With earnings reporting season winding down and a temporary Greek debt deal hammered out, stock market attention turns this week to a full slate of economic data and Federal Reserve chief Janet Yellen’s trek to Capitol Hill, where she’ll be peppered with lawmakers’ questions on the economy.
Stocks traded narrowly for several days after the long Presidents’ Day weekend, then moved broadly higher last Friday when European officials announced a four-month extension for Greek debt negotiations.

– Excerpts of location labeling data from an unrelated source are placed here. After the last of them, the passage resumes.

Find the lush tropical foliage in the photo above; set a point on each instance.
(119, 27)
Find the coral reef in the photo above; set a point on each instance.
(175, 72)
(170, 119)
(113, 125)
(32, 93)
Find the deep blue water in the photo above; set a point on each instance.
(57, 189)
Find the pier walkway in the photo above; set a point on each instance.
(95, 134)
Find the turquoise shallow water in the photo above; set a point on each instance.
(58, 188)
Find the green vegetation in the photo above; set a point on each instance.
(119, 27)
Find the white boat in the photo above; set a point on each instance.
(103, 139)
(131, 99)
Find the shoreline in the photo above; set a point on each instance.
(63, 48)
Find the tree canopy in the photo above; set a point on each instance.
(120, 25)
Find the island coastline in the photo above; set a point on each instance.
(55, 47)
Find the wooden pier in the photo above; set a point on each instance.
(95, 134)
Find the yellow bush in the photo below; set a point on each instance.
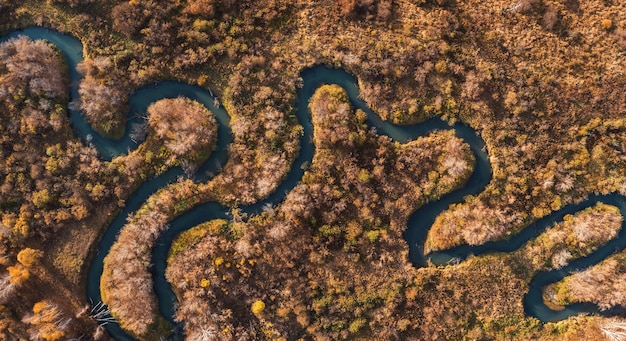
(258, 307)
(29, 257)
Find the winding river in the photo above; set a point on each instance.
(419, 222)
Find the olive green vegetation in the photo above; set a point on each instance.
(540, 80)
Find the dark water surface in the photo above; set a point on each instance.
(419, 222)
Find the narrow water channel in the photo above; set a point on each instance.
(419, 222)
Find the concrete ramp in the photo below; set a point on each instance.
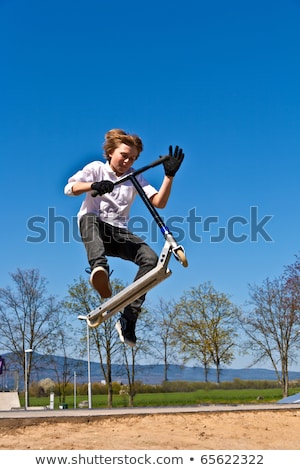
(292, 399)
(9, 400)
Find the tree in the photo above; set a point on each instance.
(204, 323)
(82, 299)
(142, 347)
(29, 317)
(272, 325)
(166, 347)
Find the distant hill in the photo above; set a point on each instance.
(148, 374)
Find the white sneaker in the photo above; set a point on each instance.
(99, 280)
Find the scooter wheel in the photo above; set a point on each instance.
(182, 258)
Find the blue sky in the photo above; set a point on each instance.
(220, 79)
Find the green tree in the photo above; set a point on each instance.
(82, 299)
(29, 318)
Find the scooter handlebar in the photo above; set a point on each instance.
(157, 162)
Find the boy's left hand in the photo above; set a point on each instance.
(172, 164)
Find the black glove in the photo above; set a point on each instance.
(172, 164)
(101, 187)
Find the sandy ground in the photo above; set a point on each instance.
(238, 430)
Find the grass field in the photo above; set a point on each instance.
(196, 397)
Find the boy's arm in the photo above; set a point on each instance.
(171, 166)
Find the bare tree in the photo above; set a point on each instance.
(142, 348)
(272, 325)
(204, 326)
(29, 318)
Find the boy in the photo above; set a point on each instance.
(103, 220)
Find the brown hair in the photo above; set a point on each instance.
(115, 137)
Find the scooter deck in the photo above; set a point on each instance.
(128, 295)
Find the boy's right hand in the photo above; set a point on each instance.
(102, 187)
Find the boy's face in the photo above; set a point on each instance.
(122, 158)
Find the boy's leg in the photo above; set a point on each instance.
(134, 249)
(90, 230)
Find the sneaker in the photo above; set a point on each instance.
(99, 280)
(126, 330)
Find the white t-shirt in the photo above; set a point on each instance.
(112, 208)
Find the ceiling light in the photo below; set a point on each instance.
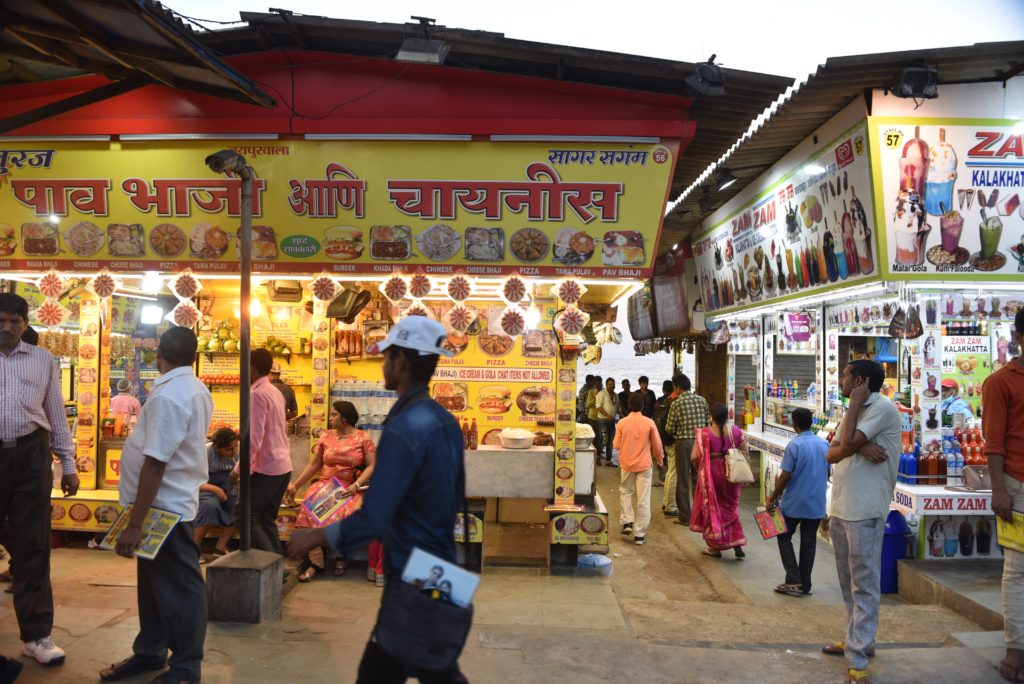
(152, 282)
(725, 178)
(706, 201)
(707, 79)
(919, 82)
(151, 314)
(423, 49)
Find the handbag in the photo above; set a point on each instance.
(737, 470)
(422, 632)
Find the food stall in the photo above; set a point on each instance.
(914, 221)
(516, 264)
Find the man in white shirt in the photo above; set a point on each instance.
(605, 403)
(866, 457)
(163, 465)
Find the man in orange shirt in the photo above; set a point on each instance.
(636, 439)
(1003, 401)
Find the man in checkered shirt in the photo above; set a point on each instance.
(687, 413)
(32, 424)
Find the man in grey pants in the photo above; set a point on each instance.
(866, 458)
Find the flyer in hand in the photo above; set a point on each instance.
(770, 523)
(156, 529)
(1011, 535)
(439, 579)
(330, 500)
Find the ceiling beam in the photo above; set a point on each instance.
(69, 103)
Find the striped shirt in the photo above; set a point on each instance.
(30, 388)
(687, 413)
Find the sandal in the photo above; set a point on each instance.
(857, 677)
(131, 666)
(1010, 673)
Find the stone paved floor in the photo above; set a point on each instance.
(667, 614)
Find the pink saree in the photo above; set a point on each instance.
(716, 501)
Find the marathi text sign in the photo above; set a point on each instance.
(951, 194)
(352, 207)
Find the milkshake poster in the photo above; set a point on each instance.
(950, 198)
(811, 231)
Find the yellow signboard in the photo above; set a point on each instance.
(350, 207)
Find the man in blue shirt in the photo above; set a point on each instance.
(415, 494)
(805, 473)
(952, 402)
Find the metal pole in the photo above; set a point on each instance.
(246, 266)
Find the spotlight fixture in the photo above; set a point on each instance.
(423, 49)
(921, 82)
(708, 79)
(706, 200)
(725, 178)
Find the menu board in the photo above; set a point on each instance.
(89, 387)
(951, 198)
(499, 381)
(351, 207)
(811, 231)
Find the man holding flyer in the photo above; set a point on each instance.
(417, 486)
(162, 467)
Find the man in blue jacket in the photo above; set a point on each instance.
(415, 496)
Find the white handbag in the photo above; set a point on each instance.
(737, 470)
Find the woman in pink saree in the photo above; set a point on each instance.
(716, 501)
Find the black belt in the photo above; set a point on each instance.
(24, 439)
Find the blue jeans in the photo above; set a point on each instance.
(605, 430)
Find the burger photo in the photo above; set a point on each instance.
(7, 240)
(495, 399)
(343, 243)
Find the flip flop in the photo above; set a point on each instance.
(131, 666)
(857, 677)
(1010, 674)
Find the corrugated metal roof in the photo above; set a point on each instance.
(822, 95)
(720, 120)
(120, 39)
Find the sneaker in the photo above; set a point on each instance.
(9, 670)
(44, 650)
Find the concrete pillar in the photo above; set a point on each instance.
(245, 587)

Europe may be kicking the can down the road, but it was enough to reenergize U.S. stock market bulls. They drove the S&P 500 (SPX) to a fresh record high above 2110. And as the SPX chewed up the charts, the CBOE Volatility Index (VIX), which tracks the implied volatility priced into SPX options, stayed true to form—it typically moves inversely to the broader market. After tipping above 16 Friday morning, VIX came under fire in afternoon action and finished the session at 2015 lows of 14.33 (figure 1).
A retreating VIX isn’t the only sign that volatility is falling. The market’s average daily moves seem to be getting smaller, too. Friday’s 12.78-point gain in the SPX was the biggest move in a week. The average daily move so far in February is 12 points, a big drop from the 18-point average in January.
In other words, actual volatility—and not just the implied volatility in VIX—is trending lower. Figure 2 shows the performance of the S&P 500 against the 20-day historical volatility (HV) of the index. While VIX is based on volatility expectations and computed using an options-pricing model, HV is calculated using closing prices over a period of days (an annualized standard deviation).
As we can see, after increasing in December and January, the 20-day historical volatility of the S&P is trending lower in February. This decline in historical, or actual, volatility is quite possibly an important reason why improving investor sentiment is helping to drive the S&P to record levels even as mixed global headlines swirl.
Deepest Corners of the Economy
So what’s next? It’s a relatively busy week for Q4 earnings, but most of the big-cap names have already reported. In fact, more than 82% of S&P 500 companies are already out with results. The numbers are nothing to write home about. Earnings growth is collectively 6.5% on a meager 1.2% increase in revenue, according to Zacks Investment Research.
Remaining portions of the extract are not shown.